BYE BYE 2018 #10 (accès libre)
Le meilleur média horloger de l’année est une abomination rétrograde et impie
Les ânes qui commandent aux lions de la communauté horlogère avaient décrété, un peu vite et à marche forcée, l’entrée définitive de l’information horlogère dans le « cloud » du tout-numérique. Sauf que quelques irréductibles maintiennent la tradition d’une presse horlogère indépendante, traditionnelle et même réactionnaire, voire hérétique dans son approche de l’actualité. Qualificatifs qui justifient une entrée dans nos vingt séquences sur ce qu’il faudra oublier ou retenir de 2018…

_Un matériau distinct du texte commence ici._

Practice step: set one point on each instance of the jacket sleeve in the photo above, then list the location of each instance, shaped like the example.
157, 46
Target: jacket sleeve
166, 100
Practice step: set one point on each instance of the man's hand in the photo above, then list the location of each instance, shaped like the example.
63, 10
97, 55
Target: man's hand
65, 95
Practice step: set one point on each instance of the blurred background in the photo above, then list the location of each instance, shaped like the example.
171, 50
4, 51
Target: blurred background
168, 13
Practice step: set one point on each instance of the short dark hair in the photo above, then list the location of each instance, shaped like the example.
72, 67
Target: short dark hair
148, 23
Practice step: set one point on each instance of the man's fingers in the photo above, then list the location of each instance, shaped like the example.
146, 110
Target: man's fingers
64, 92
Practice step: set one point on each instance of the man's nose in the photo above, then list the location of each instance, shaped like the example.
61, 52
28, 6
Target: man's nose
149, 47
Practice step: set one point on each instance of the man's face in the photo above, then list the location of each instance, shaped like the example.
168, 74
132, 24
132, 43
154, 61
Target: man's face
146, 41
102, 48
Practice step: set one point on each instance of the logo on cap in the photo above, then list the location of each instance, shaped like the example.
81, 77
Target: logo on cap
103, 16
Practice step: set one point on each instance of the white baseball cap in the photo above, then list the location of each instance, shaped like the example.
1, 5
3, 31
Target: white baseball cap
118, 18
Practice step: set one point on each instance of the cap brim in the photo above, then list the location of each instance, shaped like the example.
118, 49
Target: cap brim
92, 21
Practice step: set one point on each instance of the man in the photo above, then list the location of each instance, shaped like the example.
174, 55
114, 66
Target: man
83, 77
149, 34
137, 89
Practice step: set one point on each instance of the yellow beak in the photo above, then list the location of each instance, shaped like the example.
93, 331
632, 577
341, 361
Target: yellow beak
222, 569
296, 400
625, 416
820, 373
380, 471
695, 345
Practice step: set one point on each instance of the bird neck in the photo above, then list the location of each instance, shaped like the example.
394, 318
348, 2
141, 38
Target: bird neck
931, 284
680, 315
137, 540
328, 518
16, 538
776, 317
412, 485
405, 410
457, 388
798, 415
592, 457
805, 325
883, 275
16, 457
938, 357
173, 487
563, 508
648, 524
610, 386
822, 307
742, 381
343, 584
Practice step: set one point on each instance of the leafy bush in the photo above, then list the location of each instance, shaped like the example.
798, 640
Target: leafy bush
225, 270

Aux yeux des sectateurs du dogme numérique et des adeptes du tout-à-l’égo digital, il ne saurait plus y avoir de bon média horloger que sous forme numérique [plus d’images et de mots-dièse que de phrases, plus de paraphrases copiées-collées que de productions indépendantes], couplée, si possible, avec une petite boutique d’épicerie en ligne pour écouler des « séries limitées » ou des fausses mais très parallèles « bonnes affaires ». Il s’agit de toujours de « vendre » le média – oh, pardon, l’« écrin rédactionnel » – à ses annonceurs plutôt qu’à ses lecteurs. En version narcissique hyper-contemporaine, c’est l’infernale litanie des images inlassablement relayées par des blogueuses maquillées comme des camions volées et drapées dans des audiences tout aussi bidonnées. Calamiteux bilan de l’histoire récente de l’information horlogère, lost in translation entre la dictature du billet vert et le soft power de la pression publicitaire…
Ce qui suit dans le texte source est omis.